Important to understand

The securities industry is highly regulated and its participants are expected to adhere to high standards of behavior, including in their personal trading. A violation of the Code can have an adverse effect on you, your fellow Trustees, and Nuveen, as well as the Funds and their shareholders. The Code does not address every ethical issue that might arise.

It is important for Trustees to be sensitive to investments that may compromise your independence, directly or indirectly. The Code applies to appearance as well as substance. Always consider how any action might appear to an outside observer such as a regulator. If you have any doubt after consulting the Code, contact Legal or Compliance.

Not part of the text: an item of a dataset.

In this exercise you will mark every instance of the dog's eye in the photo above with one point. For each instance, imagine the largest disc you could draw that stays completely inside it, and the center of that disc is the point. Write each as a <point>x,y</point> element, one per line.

For purposes of this Policy, the obligations and requirements for Independent Trustees also covers the Independent Trustee’s Household Members (as defined herein) and covers any account for which the Independent Trustee or Household Member has Beneficial Ownership (also as defined herein).

 

  c.

Terms with Special Meanings

 

  i.

Beneficial Ownership: Any interest by which you or any Household Member – directly or indirectly – derives a monetary benefit from purchasing, selling, or owning a security or account, or exercises investment discretion.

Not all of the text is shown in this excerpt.